В то самое время как Аполлонид пришел с радостью к Деметрию, и другие следовали с приятнейшими известиями со стороны Селевка; как только Деметрий после таких несчастий и бедствий – несмотря на то, что почитал сдачу себя постыдною – начал раскаиваться в первых помышлениях, ободренный надеждою и доверяясь Селевку, – прибыл к нему Павсаний, имея около тысячи человек конницы и пехоты. Ими он обступил Деметрия неожиданно, удалил от него всех и, не представив его лицу Селевка, отвел на Херсонес Сирийский*. Здесь приставлена была к нему сильная стража. Впрочем, от Селевка прислана была к нему приличная прислуга, и назначено было для ежедневного содержания его значительное количество денег. Сверх того отведены были ему царские ристалища и места для прогулок и заповедники для охоты. Позволено было всякому из тех, кто с ним убежал, находиться при нем. Приходили к нему иногда некоторые от Селевка с утешительными словами, они советовали ему не унывать, ибо по прибытии Антиоха и Стратоники он немедленно будет отпущен.
Деметрий, находясь в сем положении, послал приказание сыну своему и своим полководцам и друзьям, бывшим в Коринфе и в Афинах, не верить более ни письмам его, ни печати, но как бы он умер, охранять для Антигона города и все владение. Антигон, получив известие о задержании отца своего, был весьма огорчен, надел печальное платье, писал всем царям и самому Селевку и просил их за отца, обещаясь выдать им все то, что у него еще оставалось, и изъявляя готовность свою дать себя прежде всего в залог вместо отца. Многие города и владельцы, исключая Лисимаха, просили вместе с ним. Один Лисимах обещал Селевку много денег, если умертвит Деметрия. Селевк, который и прежде ненавидел Лисимаха, тем более почел его человеком свирепым и беззаконным. Он стерег Деметрия для Антиоха и Стратоники и отлагал время, желая, чтобы Деметрий был им обязан своим освобождением.

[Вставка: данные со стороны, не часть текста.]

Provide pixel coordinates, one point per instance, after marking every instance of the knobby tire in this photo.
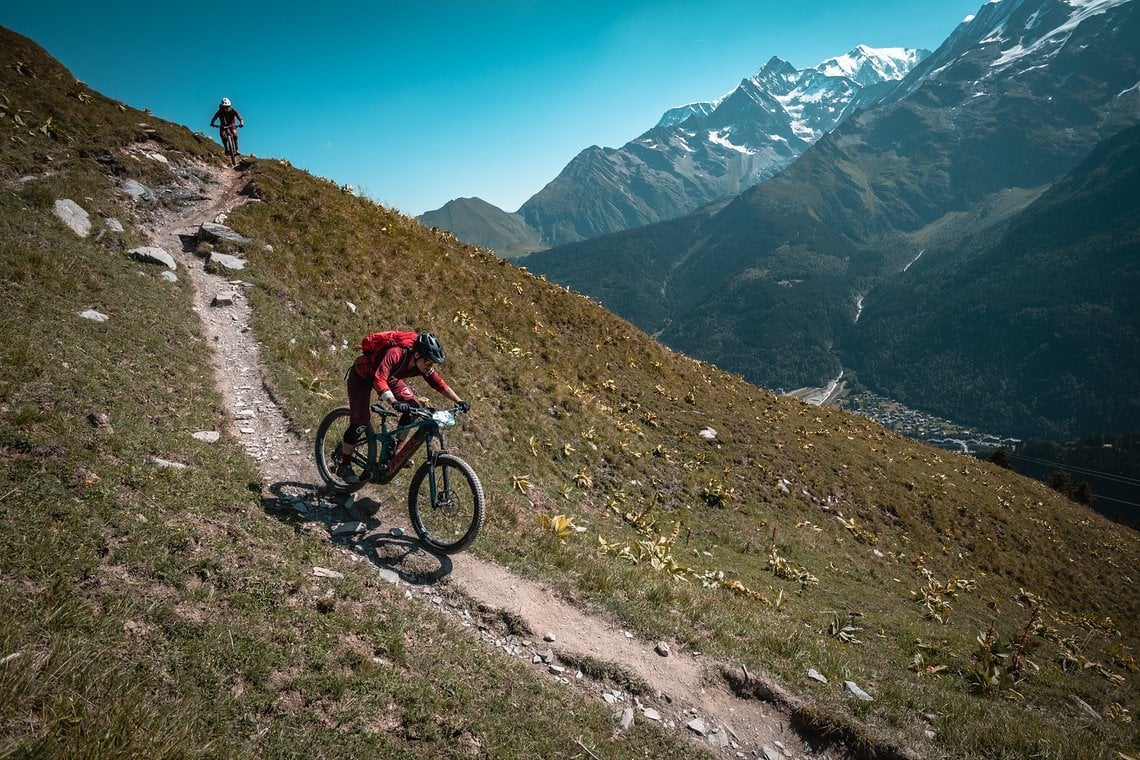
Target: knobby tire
(452, 523)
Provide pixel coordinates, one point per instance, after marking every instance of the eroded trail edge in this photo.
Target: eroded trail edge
(514, 615)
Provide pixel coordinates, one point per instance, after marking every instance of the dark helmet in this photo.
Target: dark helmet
(429, 346)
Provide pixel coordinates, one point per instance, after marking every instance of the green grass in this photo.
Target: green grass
(149, 612)
(578, 414)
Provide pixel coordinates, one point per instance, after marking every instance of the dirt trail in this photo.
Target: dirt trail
(684, 687)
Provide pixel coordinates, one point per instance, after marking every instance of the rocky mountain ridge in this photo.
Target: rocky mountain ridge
(772, 284)
(694, 155)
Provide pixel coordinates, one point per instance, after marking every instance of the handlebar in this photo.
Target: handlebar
(422, 413)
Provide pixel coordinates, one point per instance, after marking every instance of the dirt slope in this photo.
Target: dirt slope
(684, 687)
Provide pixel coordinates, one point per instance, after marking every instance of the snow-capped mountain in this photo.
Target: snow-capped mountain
(944, 173)
(698, 153)
(705, 152)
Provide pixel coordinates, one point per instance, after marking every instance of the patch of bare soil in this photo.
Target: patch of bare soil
(686, 692)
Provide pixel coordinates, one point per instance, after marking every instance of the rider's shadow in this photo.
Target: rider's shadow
(357, 523)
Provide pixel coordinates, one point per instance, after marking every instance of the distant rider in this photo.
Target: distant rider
(385, 372)
(226, 115)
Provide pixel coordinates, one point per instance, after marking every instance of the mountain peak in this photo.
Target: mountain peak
(866, 65)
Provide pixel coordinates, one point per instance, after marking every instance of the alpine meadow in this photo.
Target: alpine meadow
(169, 595)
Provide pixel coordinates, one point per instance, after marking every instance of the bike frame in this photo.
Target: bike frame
(422, 431)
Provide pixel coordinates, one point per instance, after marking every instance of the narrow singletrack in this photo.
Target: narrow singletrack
(683, 686)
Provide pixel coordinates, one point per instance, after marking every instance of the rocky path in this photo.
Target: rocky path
(686, 692)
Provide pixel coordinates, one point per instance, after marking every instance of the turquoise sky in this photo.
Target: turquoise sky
(429, 101)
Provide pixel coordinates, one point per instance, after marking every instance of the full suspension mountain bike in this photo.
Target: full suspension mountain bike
(445, 498)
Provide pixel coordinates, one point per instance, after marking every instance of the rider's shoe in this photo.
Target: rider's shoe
(344, 472)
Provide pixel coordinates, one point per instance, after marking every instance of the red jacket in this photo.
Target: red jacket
(390, 369)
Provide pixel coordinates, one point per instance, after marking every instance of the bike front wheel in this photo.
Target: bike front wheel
(330, 434)
(446, 504)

Деметрий сперва перенес равнодушно свое несчастье; он привыкал уже к настоящему положению своему. Сперва он упражнял свое тело, занимался охотой и ристанием, сколько было ему позволено; но впоследствии мало-помалу сделался тяжел и неповоротлив, предался совершенно пьянству и игре и большую часть времени проводил в этих занятиях или потому, что он разгонял мысли о настоящем несчастии своем, приходящие ему тогда, когда он был в трезвом положении, и пьянством скрывал свои помышления; или потому, что уверился наконец, что это была жизнь, которую издавна желал и за которой гнался, что по безрассудству своему и по любви к пустой славе заблуждался и удалился от оной, причиняя и себе и другим беспокойство, ища в оружиях, во флоте, в станах то счастье, которое ныне нашел неожиданно в бездействии, в праздности, в покое. В самом деле – какая есть другая цель браней и опасностей дурных царей, которые в безрассудстве своем не только не знают, что более гонятся за негою и наслаждением, нежели за добродетелью и благоприличием, но которые действительно не умеют наслаждаться и веселиться?